To adopt Ms. Badinter’s methodology it is interesting to assess through other sets of national statistics the level of gender equality French women have achieved by their enlightened approach to motherhood.
In the Gender Gap Index 2012 produced by the World Economic Forum, based on inequalities between women and men in economic opportunity, educational attainment, political empowerment, health, and survival, France perches at a modest 57 out of 130, just between Israel and Madagascar.
Some of those countries expected to be in the grip of naturalism still seem to come in ahead in the equality stakes: the UK at 18, the US at 22. And the triplets of comparators Germany, Italy, and Japan at 13, 80, and 101 respectively.

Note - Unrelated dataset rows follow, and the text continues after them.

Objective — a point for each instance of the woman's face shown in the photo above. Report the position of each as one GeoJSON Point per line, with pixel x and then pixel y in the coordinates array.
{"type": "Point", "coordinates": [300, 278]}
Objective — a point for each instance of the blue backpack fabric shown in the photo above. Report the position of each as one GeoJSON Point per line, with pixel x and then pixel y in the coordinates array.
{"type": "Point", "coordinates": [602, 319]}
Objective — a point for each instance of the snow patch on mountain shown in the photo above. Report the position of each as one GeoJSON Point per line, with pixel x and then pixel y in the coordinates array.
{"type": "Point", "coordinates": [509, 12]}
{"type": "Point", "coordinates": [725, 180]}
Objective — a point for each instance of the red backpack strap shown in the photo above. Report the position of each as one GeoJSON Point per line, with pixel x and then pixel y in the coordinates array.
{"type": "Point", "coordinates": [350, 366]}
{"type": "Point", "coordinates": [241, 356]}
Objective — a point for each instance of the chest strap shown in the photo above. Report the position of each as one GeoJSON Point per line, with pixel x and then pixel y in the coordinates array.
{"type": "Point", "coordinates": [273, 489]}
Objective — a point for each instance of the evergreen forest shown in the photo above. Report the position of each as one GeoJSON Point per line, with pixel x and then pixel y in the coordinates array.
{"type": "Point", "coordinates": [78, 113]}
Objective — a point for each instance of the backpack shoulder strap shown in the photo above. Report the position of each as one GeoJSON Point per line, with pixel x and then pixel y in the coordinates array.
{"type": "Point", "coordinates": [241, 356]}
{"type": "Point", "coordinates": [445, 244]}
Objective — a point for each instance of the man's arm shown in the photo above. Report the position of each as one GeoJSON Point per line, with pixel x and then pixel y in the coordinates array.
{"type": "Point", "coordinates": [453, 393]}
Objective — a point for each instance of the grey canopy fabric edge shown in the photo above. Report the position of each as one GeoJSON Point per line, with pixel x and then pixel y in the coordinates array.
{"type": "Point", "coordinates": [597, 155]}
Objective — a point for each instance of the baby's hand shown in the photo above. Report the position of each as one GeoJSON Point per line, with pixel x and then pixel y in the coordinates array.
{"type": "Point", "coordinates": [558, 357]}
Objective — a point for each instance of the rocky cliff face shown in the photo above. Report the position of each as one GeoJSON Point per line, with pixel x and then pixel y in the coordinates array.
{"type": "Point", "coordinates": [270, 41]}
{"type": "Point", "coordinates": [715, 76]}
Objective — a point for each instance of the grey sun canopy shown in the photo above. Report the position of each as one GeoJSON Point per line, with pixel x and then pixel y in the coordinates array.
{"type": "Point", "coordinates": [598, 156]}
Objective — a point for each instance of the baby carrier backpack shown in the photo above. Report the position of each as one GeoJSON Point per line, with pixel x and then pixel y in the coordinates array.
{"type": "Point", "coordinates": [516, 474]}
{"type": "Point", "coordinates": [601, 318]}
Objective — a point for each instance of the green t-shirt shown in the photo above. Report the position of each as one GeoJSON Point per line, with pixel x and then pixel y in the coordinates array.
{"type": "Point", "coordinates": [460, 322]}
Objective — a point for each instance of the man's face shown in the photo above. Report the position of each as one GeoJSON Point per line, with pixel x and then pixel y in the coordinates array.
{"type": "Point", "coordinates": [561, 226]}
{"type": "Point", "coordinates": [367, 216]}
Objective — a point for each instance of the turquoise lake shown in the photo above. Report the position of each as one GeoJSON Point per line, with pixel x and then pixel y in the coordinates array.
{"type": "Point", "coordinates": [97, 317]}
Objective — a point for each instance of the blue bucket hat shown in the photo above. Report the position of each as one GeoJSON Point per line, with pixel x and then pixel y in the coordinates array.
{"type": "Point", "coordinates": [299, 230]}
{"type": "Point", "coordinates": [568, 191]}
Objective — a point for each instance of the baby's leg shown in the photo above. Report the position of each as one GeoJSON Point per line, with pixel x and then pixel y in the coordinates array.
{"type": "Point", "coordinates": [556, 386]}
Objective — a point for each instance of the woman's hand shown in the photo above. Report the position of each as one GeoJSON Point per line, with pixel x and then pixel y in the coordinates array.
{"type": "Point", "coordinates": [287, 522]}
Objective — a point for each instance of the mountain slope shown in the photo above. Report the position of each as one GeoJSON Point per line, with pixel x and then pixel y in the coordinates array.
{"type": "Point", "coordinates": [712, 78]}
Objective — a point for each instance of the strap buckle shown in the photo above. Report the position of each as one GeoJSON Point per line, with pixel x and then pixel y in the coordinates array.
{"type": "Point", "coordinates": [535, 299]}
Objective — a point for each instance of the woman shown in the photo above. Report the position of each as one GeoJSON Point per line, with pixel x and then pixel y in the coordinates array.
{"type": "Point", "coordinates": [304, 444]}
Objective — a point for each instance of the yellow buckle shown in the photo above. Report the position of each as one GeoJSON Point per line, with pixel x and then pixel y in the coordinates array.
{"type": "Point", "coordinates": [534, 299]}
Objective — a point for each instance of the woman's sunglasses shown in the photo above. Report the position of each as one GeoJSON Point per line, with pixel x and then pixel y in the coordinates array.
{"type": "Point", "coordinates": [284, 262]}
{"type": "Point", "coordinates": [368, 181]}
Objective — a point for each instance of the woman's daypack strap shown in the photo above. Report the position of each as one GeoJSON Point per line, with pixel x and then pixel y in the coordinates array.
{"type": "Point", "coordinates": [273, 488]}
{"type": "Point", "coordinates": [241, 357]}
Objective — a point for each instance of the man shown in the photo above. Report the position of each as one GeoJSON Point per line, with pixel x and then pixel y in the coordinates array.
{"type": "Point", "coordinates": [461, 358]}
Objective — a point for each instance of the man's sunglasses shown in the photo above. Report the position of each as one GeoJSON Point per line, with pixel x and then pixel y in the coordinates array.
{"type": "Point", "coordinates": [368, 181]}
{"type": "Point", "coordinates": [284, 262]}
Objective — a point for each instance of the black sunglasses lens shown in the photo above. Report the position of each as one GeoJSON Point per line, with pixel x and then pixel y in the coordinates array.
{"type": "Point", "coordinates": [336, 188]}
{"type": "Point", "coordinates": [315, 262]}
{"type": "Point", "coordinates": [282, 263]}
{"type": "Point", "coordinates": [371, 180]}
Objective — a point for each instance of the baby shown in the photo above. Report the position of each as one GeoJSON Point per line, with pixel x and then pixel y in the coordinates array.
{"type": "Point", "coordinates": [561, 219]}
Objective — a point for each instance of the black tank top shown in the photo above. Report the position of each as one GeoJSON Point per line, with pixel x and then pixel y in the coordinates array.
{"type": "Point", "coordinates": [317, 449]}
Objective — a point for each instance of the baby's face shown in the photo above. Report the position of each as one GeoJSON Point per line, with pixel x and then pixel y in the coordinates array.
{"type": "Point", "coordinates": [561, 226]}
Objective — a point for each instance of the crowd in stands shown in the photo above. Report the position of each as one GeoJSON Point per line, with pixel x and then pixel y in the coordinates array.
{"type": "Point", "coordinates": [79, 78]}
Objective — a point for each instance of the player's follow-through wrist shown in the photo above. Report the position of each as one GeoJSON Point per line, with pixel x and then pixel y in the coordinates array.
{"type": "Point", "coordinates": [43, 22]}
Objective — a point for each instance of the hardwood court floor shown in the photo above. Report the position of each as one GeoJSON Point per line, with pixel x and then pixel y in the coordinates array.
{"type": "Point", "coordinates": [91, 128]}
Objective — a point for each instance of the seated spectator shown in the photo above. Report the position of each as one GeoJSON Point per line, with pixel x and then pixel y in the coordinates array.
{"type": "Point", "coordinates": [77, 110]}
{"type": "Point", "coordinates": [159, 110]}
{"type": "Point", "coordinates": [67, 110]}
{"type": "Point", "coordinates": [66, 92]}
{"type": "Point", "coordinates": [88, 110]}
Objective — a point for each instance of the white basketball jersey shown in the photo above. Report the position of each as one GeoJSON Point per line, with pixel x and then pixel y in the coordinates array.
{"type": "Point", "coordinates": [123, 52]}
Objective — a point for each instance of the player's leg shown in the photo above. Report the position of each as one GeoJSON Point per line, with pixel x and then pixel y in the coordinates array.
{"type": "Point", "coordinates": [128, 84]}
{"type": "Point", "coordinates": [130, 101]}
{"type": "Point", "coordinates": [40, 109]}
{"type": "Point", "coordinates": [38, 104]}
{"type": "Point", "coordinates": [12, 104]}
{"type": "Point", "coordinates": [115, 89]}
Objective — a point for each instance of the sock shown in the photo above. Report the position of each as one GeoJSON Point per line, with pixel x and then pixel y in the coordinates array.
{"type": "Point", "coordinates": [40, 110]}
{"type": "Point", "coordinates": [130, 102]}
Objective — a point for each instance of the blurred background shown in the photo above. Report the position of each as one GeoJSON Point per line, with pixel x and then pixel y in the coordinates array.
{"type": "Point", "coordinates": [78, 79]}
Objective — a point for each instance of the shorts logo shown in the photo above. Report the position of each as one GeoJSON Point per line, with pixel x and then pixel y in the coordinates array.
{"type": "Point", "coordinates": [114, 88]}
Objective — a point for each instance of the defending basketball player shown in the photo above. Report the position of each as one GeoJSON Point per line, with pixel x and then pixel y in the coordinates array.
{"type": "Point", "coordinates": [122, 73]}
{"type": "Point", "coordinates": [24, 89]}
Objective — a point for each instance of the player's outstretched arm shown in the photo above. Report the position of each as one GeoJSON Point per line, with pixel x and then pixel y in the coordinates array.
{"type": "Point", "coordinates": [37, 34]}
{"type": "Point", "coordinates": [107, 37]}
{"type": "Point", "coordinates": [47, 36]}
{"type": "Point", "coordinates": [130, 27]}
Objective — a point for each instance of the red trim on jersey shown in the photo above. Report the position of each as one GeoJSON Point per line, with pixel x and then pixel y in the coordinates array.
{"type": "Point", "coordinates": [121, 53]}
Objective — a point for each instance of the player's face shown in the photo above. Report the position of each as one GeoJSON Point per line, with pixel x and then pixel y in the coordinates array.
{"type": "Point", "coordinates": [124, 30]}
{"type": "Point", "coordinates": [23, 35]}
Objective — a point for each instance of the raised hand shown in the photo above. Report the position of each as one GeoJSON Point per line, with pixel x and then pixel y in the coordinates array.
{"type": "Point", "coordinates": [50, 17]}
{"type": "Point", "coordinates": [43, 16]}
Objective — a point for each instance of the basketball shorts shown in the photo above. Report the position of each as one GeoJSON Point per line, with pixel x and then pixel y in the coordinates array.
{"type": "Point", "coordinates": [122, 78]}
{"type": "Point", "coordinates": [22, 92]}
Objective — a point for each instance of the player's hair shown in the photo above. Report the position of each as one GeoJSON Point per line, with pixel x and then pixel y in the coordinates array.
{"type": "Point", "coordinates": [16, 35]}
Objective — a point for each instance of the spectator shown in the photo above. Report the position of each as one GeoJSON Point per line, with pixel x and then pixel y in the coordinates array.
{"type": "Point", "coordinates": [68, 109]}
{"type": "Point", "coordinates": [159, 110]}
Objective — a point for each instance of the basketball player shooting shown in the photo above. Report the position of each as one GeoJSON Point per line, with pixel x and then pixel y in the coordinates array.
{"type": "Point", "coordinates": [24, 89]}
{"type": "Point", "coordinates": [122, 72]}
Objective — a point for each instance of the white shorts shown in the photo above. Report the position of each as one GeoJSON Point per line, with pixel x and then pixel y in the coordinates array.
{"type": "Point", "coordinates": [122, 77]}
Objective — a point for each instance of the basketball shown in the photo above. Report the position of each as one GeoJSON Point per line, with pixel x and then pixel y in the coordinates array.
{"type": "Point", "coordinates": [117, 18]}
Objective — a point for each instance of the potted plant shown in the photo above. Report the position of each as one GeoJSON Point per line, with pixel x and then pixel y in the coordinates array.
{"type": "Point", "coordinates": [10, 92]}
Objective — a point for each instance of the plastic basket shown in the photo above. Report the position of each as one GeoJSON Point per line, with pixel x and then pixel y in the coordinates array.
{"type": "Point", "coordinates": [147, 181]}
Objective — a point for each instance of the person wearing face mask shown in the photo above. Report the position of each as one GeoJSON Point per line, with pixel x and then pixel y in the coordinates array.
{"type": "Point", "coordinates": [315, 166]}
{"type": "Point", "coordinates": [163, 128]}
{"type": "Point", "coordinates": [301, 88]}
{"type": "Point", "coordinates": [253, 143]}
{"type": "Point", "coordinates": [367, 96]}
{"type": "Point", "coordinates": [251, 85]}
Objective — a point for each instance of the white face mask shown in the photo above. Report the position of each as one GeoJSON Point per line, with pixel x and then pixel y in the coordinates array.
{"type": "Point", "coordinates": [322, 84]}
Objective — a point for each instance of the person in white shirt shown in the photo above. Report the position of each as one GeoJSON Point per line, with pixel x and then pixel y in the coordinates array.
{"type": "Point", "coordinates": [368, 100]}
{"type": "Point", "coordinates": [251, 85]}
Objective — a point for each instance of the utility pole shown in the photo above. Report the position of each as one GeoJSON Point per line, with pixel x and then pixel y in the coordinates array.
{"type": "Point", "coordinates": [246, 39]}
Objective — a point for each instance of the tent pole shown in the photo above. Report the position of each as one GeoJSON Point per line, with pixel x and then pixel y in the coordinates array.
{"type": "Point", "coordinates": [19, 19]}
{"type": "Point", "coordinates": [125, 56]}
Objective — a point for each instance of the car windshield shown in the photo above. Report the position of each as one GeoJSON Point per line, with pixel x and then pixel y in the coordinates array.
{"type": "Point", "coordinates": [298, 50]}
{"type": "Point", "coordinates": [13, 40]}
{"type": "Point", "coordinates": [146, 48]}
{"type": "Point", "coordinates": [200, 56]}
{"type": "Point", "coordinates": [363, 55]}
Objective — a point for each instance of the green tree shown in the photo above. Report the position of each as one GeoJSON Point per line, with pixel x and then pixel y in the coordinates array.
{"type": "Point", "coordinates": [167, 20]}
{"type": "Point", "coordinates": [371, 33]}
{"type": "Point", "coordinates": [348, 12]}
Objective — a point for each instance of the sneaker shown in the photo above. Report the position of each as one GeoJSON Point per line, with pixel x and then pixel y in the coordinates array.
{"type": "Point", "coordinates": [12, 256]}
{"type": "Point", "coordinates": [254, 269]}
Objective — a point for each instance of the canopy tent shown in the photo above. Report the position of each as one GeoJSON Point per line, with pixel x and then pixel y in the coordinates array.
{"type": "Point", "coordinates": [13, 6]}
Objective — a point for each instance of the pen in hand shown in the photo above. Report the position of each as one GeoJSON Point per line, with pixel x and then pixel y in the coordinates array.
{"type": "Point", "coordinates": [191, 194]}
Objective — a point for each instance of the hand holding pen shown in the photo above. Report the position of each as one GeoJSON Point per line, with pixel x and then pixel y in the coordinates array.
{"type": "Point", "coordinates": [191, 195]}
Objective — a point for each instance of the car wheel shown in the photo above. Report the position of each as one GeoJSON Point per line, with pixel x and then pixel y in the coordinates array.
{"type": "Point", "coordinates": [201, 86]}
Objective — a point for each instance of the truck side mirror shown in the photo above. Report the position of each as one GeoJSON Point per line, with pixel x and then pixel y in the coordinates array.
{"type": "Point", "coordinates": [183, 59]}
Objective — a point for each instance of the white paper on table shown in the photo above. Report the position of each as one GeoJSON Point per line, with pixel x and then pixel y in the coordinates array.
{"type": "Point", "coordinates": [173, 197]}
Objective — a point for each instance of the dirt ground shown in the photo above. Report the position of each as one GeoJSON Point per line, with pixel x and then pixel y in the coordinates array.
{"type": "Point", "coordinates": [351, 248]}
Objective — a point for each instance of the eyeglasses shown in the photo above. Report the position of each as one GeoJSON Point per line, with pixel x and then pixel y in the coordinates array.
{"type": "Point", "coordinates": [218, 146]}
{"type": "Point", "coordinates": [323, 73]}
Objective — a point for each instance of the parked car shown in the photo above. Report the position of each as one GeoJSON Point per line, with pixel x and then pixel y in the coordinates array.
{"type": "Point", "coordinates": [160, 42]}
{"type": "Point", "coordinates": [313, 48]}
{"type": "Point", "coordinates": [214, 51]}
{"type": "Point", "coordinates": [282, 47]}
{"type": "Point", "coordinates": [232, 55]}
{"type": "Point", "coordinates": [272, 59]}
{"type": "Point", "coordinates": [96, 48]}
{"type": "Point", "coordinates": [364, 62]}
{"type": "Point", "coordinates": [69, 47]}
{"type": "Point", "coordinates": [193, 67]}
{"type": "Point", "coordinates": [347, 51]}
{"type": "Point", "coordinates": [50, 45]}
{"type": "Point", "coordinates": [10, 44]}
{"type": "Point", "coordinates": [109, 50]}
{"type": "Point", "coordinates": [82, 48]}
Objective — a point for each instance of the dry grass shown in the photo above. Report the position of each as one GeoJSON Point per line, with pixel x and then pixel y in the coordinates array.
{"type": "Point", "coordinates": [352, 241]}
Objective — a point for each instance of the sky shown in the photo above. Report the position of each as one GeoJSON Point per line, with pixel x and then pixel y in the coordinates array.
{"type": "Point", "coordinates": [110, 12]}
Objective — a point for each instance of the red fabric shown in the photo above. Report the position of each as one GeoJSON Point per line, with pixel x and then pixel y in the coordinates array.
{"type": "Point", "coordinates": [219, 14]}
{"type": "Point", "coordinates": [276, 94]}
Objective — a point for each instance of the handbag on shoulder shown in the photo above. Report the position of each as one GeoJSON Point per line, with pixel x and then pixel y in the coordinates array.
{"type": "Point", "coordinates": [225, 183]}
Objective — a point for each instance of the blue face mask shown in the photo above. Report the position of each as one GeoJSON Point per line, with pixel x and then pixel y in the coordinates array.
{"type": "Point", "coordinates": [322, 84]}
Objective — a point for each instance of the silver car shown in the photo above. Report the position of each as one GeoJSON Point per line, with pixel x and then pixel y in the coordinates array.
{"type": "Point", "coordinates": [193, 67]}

Which only goes to show that these kinds of tables while eagerly awaited every year do not tell us very much.
The author cherry picks other information across centuries and sources—Marie-Claire to Charles Darwin and in that order—to support her argument of the uniqueness of French women.
Skillfully and sometimes even wittily she sets up straw men to demolish by her arguments, notably the Ten Commandments of Breastfeeding from “the Alternamoms website.” She is not always well served by the translation and often the English-speaking reviewer is left to wonder whether this book . . . or perhaps it is a collection of essays produced for other outlets such as the engaged “glossies” (Marie-Claire?) is just an elaborate intellectual’s joke whereby Ms. Badinter is in fact poking fun at rather than buying into the well-established stereotype of French women as being quintessentially different and superior from the rest of humankind.
All this having been said The Conflict should not be judged for what it is not. And there are many things one can agree with, including the statement that no country has yet achieved gender equality by its own or others’ judgment. Yet both the analytical approach and the conclusions reached suggest that this is not intended as a scholarly work nor aimed at experts in the field.
For newbies to the arguments it will undoubtedly provide an exciting, provocative, and even dangerous few hours.